My family and I used to build the 23' Sprinta Sport one design in Brighton Ontario. Let me know if you have any questions. We delivered about 60 of them what's the history behind this one where did it come from?


----------



## Outremer (Jul 2, 2011)

*Sprinta sport question*

Hi,

I read on the forum that you and your family used to build sprinta sport in Brighton. I am very satified owner and i need some information about stability and canadian conformity for Transport Canada. Im supposed to get these information on a metal plate on the boat but i think it's not there anymore because of refit works.

Do you think you can help me getting those informations?

Thank you very much!

P.S you can join me by skype (Manchouri) or email ([email protected])


----------



## Jocelyn (Jun 11, 2016)

*Re: Sprinta sport question*

Hello there. This is an old tread and I hope somebody will find my question.

I am looking at downsizing from an Aloha 8.2 to a Sprinta Sport 23 which will be used mostly for day sailing. I did take a look at 2 of them recently and boat boat's deck does have some degree of flex when you walk on. I am familiar with end grain balsa damages and wanted to know if the decks of these little boats are supposed to be very firm or have some degree of flex. Any info on this would be greatly appreciated. Cheers


----------



## ajoliver (Feb 23, 2007)

Sprinta's are fun boats - I used to own one. They sail very well. 

For day sailing you can remove the running back stays. 

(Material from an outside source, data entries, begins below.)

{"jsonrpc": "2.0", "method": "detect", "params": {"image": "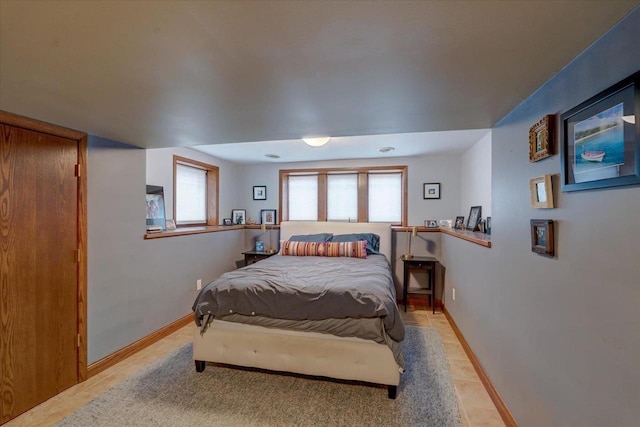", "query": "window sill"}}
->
[391,227,491,248]
[144,225,280,240]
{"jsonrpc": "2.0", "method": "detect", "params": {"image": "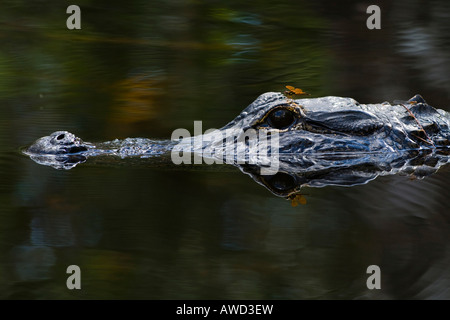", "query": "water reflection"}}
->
[0,0,450,299]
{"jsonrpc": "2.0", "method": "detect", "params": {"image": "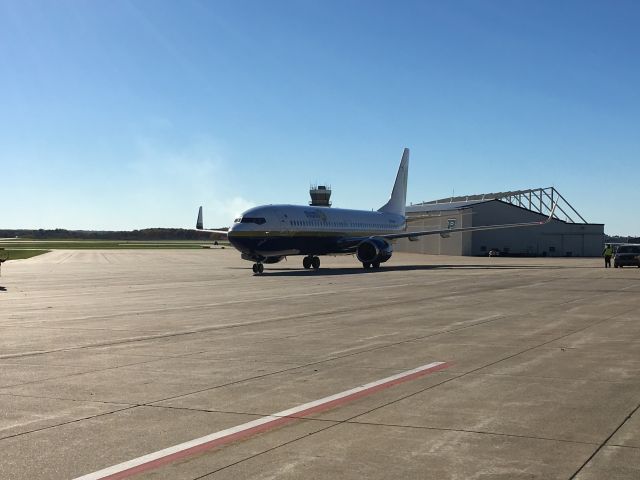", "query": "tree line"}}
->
[0,228,226,240]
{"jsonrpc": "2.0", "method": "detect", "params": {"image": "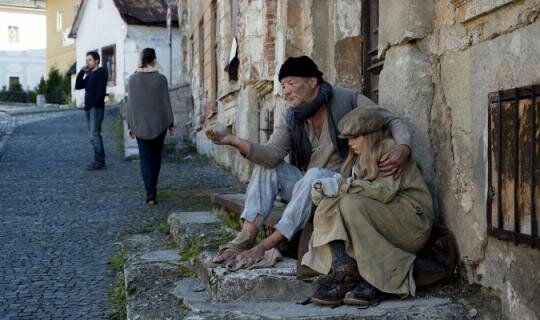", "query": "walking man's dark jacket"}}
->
[75,67,109,111]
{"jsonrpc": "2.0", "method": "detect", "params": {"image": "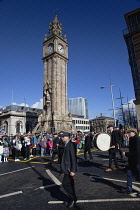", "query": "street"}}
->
[0,148,140,210]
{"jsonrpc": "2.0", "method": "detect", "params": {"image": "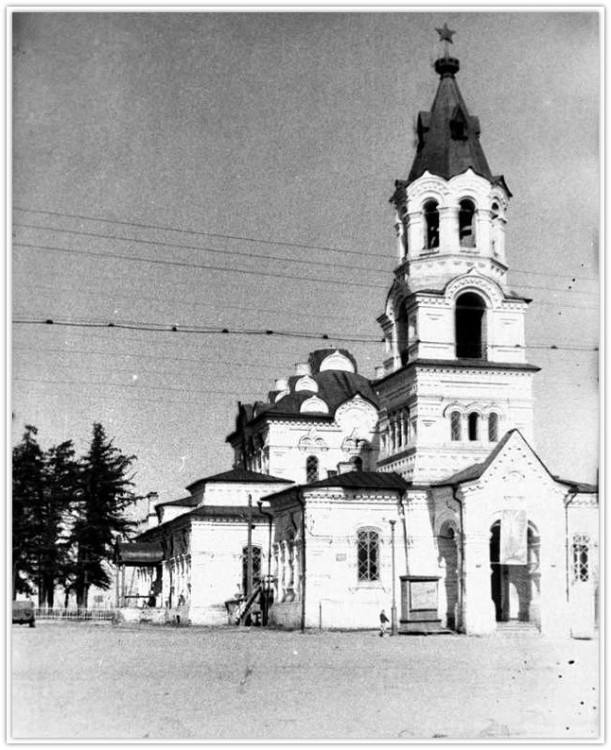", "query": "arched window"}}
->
[450,411,462,441]
[397,303,409,365]
[468,411,479,440]
[356,529,380,581]
[455,292,486,359]
[458,200,475,247]
[306,456,318,484]
[573,534,590,581]
[488,412,499,443]
[424,201,439,250]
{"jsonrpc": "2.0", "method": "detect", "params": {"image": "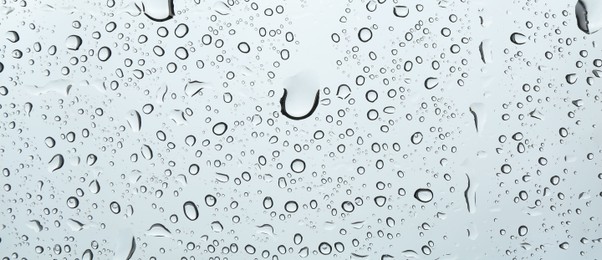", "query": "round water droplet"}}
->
[174,23,188,38]
[374,196,387,207]
[213,122,228,136]
[67,196,79,209]
[238,42,251,53]
[98,46,111,62]
[510,32,527,45]
[263,196,274,209]
[410,132,422,144]
[414,188,433,203]
[65,35,82,51]
[205,194,217,207]
[341,201,355,212]
[44,136,56,148]
[357,27,372,42]
[293,233,303,245]
[109,201,121,214]
[424,77,439,89]
[284,200,299,213]
[183,201,199,221]
[291,159,305,173]
[318,242,332,255]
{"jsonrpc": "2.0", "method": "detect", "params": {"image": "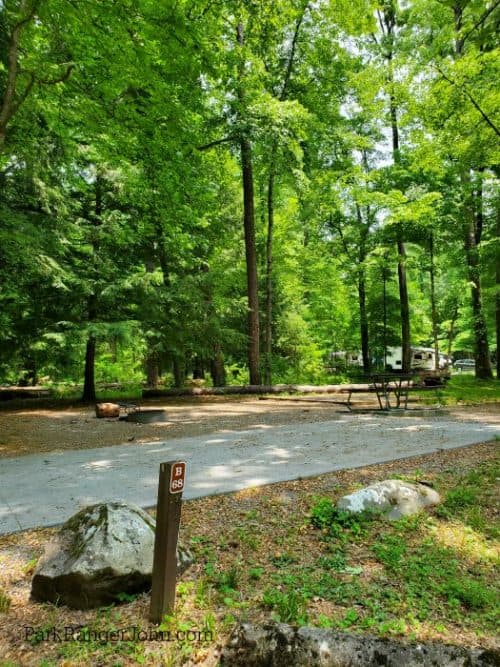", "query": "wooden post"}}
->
[149,461,186,623]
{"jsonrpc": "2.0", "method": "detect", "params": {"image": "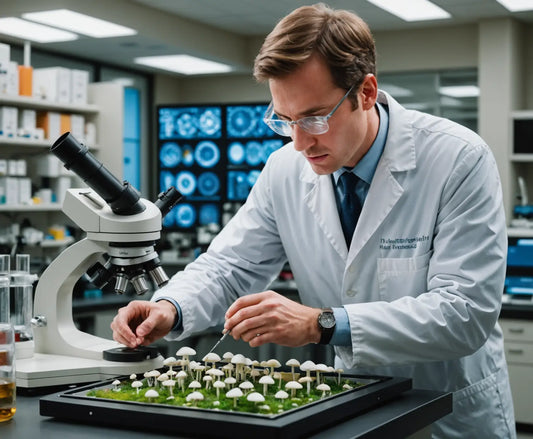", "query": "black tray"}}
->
[40,375,411,439]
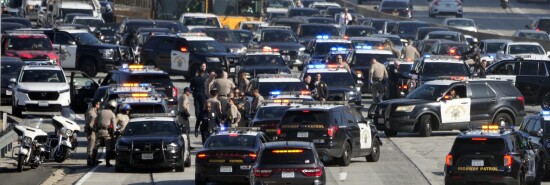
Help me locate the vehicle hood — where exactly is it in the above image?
[6,50,58,60]
[17,82,69,91]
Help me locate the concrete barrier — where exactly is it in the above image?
[335,0,550,51]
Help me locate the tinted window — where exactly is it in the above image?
[260,148,316,165]
[206,135,256,148]
[470,84,495,98]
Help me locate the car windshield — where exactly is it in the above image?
[124,121,179,136]
[261,148,316,165]
[206,30,240,43]
[422,62,469,77]
[206,134,256,148]
[509,45,545,55]
[20,70,66,83]
[245,55,286,66]
[308,72,355,88]
[184,17,220,27]
[254,106,290,120]
[299,25,339,37]
[262,30,298,42]
[7,36,53,51]
[447,20,474,27]
[188,41,227,53]
[407,84,449,101]
[71,32,101,44]
[352,53,395,66]
[314,42,353,55]
[485,43,506,53]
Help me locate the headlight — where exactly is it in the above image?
[206,57,220,62]
[99,49,115,59]
[395,105,415,112]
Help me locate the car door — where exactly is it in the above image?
[52,32,78,69]
[468,83,497,125]
[439,84,472,126]
[69,71,99,109]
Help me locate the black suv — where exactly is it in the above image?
[368,80,525,137]
[99,65,178,107]
[277,101,382,166]
[250,141,327,185]
[487,59,550,110]
[444,125,540,184]
[140,33,239,80]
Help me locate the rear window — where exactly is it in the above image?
[261,148,315,165]
[281,110,330,128]
[451,137,506,154]
[206,135,256,148]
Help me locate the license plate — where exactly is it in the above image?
[298,132,309,138]
[281,172,294,178]
[38,102,49,107]
[472,160,485,166]
[220,166,233,173]
[141,153,153,160]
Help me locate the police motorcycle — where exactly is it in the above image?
[12,119,48,172]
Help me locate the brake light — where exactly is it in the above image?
[302,168,323,177]
[504,154,512,166]
[254,168,272,177]
[445,154,453,166]
[172,87,178,98]
[327,126,338,137]
[518,96,525,105]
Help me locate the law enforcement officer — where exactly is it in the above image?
[369,58,388,103]
[195,102,221,145]
[94,100,117,167]
[314,74,328,101]
[84,100,100,166]
[178,87,193,134]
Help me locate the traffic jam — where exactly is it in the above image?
[0,0,550,185]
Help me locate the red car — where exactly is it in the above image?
[2,33,61,66]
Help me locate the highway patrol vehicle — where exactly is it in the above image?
[252,99,304,138]
[411,55,471,86]
[349,45,396,93]
[368,79,526,137]
[195,127,271,185]
[486,58,550,110]
[444,125,542,184]
[140,33,239,80]
[301,64,363,105]
[277,101,382,166]
[236,47,296,79]
[115,114,191,172]
[10,65,71,116]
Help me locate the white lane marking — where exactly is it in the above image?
[75,148,105,185]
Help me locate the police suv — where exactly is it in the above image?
[444,125,543,184]
[277,101,382,166]
[368,80,526,137]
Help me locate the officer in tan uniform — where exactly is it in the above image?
[94,100,117,167]
[369,58,388,103]
[84,100,100,166]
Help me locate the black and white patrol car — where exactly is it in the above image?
[140,33,239,79]
[277,101,382,166]
[368,80,526,137]
[444,125,544,185]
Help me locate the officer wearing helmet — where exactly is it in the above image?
[94,100,117,167]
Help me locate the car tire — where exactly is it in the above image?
[384,129,398,137]
[339,142,352,166]
[493,113,514,126]
[365,138,380,162]
[79,58,97,77]
[418,114,433,137]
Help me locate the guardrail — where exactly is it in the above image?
[335,0,550,51]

I'd say the deck flex is an issue - but repairs can wait until winter. 

Might check the decks with a moisture meter. 

My hull was solid kevlar - no balsa or any other core.


----------



## Jocelyn (Jun 11, 2016)

Hello back. Thanks for your feedback. I do believe that it would be a great boat for what we want to do. The first boat was actually the first Sprinta imported to Canada and was used for club racing extensively for half of its life. The second owner kept her for the other 20 years but the poor little boat was poorly maintained and repaired. Basically the entire deck is all mush and given the asking price, repairs would far exceed the value of it. I will sit on this for a while and hope to find a better unit in the next little while. Cheers


----------



## ajoliver (Feb 23, 2007)

I'd say that Sprinta's with deck issues are worth restoring, but should not 
command much in the way of price. 

I wound up donating mine to a learn to sail program, and they sold it for $ 1,500 (about 12 years ago). 

The cost of the deck repair would be prohibitive unless you do it yourself - which would still cost you several thousand in materials & tools. 

I'd say an offer of $ 400 would be fair - sans motor.


----------



## No Dress Code (Sep 14, 2019)

I just picked up a Sprinta Sport in Vancouver, white with blue lines, 7 sails and a trailer. Has a badge on the bow from Nepean Sailing Club. Just doing some work on it from the previous owners....removed sail tape residue on waterline from applying anti-fouling paint; removing leaky silicone from ports. The boat is now in Campbell River.

"No Dress Code"


----------



## DonnaSailimg (Jul 22, 2020)

No Dress Code said:


> I just picked up a Sprinta Sport in Vancouver, white with blue lines, 7 sails and a trailer. Has a badge on the bow from Nepean Sailing Club. Just doing some work on it from the previous owners....removed sail tape residue on waterline from applying anti-fouling paint; removing leaky silicone from ports. The boat is now in Campbell River.
> 
> "No Dress Code"


Curious about your Sprinta Sport that is now in Campbell River. We owned a Sprinta Sport from 1987 to 1997 and sailed it out of the Nepean Sailing Club during that time. It was our first keelboat and we loved it. Maybe it's yours now?


----------